Sharansky draws 1,500 area emigres to talk on crisis

The fence under construction to separate Israel from the West Bank and Gaza is a tool to fight terror, not a political ploy, said Israel's best-known ex-USSR refusenik during a visit to San Francisco on Sunday.

While some are concerned that the fence appears to impose a border, Natan Sharansky, Israel's housing and construction minister, insisted the barrier is "merely a tool to help the Israeli army protect us from terrorism. It has no political meaning."

Sharansky, who was in the city for a brief visit, discussed his perspective during in an interview at San Francisco's Fairmont Hotel. Later in the afternoon, he spoke in Russian at San Francisco's Congregation Emanu-El to an enthusiastic crowd of more than 1,500, primarily Russian Jews who immigrated to the Bay Area. He rushed back to Israel soon after to attend a meeting of the country's Security Cabinet.

"We have a war on our hands," he said, explaining his hurried departure. "We will be making some principal decisions."

Sharansky — who spent nine years in prison for his efforts on behalf of Soviet Jewry — was freed in 1986, moving to Israel. Since then he has unified Israel's approximately 500,000-strong emigre community, founding Yisrael Ba'Aliyah, the immigrant rights party.

He said new immigrants suffer a "very high percentage of losses" as a result of the ongoing violence because they make up at least 25 percent of the Israeli Defense Force's combatants, and because they don't usually have cars when they first arrive, they often ride public transit.

"There is no doubt that everybody is suffering, but immigrant families also have additional problems like adjustment and integration."

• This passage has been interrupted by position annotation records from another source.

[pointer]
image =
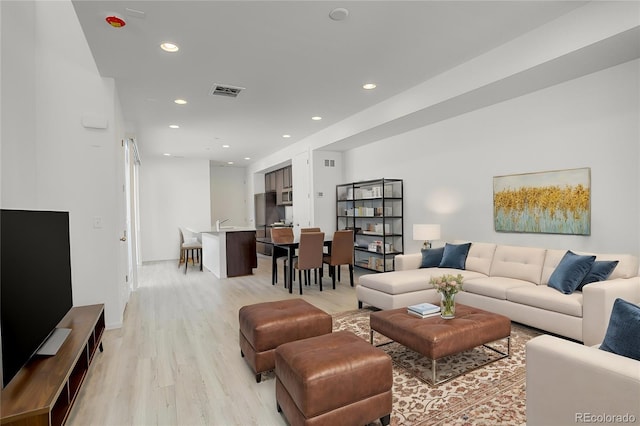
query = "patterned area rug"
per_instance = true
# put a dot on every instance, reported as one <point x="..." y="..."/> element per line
<point x="490" y="395"/>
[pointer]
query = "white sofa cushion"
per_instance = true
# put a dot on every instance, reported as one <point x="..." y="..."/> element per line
<point x="551" y="261"/>
<point x="480" y="257"/>
<point x="495" y="287"/>
<point x="399" y="282"/>
<point x="523" y="263"/>
<point x="547" y="298"/>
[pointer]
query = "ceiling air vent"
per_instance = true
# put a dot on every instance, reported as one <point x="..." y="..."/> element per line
<point x="225" y="90"/>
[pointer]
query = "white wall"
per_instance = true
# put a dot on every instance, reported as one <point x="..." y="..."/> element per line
<point x="229" y="196"/>
<point x="174" y="192"/>
<point x="448" y="167"/>
<point x="49" y="161"/>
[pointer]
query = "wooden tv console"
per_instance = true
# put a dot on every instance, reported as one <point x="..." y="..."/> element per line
<point x="44" y="390"/>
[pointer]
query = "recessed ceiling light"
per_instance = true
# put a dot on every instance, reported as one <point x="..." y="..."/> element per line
<point x="339" y="14"/>
<point x="169" y="47"/>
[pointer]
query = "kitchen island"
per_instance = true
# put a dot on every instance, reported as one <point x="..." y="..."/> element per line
<point x="230" y="251"/>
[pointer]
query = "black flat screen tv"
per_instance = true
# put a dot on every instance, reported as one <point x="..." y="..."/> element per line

But it hasn't dampened the determination of most ex-Soviet Jews who make aliyah. "As a rule," he said, they know they are fleeing one hardship to endure another. They are suffering "no illusions."

"They knew they'd have to fight and are absolutely determined to be part of the struggle for Israel. Russian Jews, and every Jew of the diaspora who immigrates to Israel, has much more feeling of our common fate, destiny and future, much stronger than those born in Israel."

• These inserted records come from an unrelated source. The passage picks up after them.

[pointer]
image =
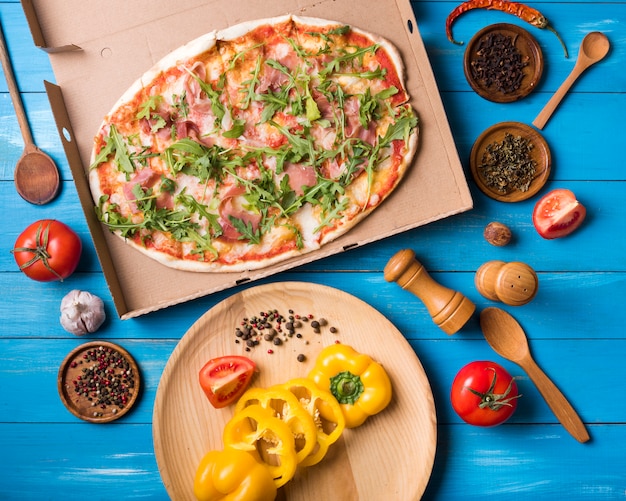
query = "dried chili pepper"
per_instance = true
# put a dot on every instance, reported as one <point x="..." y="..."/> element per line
<point x="524" y="12"/>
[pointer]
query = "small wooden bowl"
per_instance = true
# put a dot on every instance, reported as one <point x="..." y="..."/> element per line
<point x="73" y="370"/>
<point x="529" y="50"/>
<point x="540" y="154"/>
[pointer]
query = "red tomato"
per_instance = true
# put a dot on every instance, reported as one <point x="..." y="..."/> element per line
<point x="484" y="394"/>
<point x="224" y="379"/>
<point x="558" y="213"/>
<point x="47" y="250"/>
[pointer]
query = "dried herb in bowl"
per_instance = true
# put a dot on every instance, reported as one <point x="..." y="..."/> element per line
<point x="507" y="165"/>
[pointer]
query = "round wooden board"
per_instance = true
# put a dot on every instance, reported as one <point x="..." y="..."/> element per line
<point x="529" y="50"/>
<point x="540" y="154"/>
<point x="389" y="457"/>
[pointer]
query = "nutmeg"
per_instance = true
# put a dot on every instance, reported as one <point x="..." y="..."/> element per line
<point x="497" y="234"/>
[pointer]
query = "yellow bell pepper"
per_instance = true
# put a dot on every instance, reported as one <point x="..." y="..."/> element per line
<point x="233" y="475"/>
<point x="326" y="413"/>
<point x="285" y="406"/>
<point x="257" y="431"/>
<point x="361" y="385"/>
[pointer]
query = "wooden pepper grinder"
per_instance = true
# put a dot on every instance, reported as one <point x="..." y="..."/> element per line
<point x="512" y="283"/>
<point x="449" y="309"/>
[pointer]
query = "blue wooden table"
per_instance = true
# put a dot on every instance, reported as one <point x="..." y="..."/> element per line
<point x="575" y="324"/>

Ex-Soviet Jews also are more likely to share Sharansky's own strong belief that Palestinian Authority leader Yasser Arafat is "a corrupt dictator" who will never bring peace to the region.

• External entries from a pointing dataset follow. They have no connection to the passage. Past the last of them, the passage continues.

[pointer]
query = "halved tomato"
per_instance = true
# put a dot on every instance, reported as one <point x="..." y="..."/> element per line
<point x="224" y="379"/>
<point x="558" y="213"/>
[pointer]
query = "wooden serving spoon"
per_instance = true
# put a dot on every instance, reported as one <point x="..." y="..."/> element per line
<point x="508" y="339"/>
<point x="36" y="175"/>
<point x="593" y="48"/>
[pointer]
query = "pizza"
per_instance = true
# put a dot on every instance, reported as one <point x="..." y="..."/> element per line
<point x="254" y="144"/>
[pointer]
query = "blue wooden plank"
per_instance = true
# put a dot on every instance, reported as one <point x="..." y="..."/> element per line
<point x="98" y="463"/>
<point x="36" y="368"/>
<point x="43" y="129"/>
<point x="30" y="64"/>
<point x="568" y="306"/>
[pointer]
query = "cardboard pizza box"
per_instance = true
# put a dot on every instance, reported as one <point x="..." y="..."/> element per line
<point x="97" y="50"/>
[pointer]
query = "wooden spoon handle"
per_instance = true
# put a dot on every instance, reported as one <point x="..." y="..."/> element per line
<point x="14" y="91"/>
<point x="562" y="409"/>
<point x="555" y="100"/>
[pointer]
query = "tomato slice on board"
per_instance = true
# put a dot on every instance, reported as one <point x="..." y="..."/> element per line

"The experience of Russian Jews living under a dictatorship gives them an understanding of why you can't rely on it, why a dictator cannot be your partner for peace. No reforms can be launched by a corrupt dictator — a dictator's way of survival is war and violence."

Sharansky said he shared this view with Vice President Dick Cheney during a private meeting in Colorado on Saturday. He also stressed that "there needs to be a democratic process on the Palestinian side."

To that end, Sharansky recently offered a proposal for "a new kind of Palestinian leadership" to Israel Prime Minister Ariel Sharon. In it, he proposed that Egypt and Jordan, the "Arab countries that recognize Israel," should appoint a new Palestinian administration. Then, after several years of mobilizing the Palestinian economy, dismantling refugee camps and modifying the educational system, the Palestinian people could elect new leaders.

"With these leaders who represent the needs of the Palestinians we can definitely reach compromises and peace."

Rabbi Shimon Margolin, an emigre who lives in San Francisco, said Sharansky's speech at Emanu-El was "definitely the event of a decade. He is a legendary figure for us — the pride of the Russian community."

Many of the emigres in attendance have been actively mobilizing behind Israel since the outbreak of the intifada, said Margolin. He added that Sharansky's visit — sponsored by the Consulate General of Israel, the Jewish Community Relations Council and the S.F.-based Jewish Community Federation — has provided "a turning point" as one of the "final steps to get our community really organized" in these attempts.

"American Jews were at the forefront of the struggle for Soviet Jewry so many years ago," said Margolin. "What we heard at this meeting with Sharansky is that now, so many years later, Russian Jews stand shoulder to shoulder with Israeli Jews."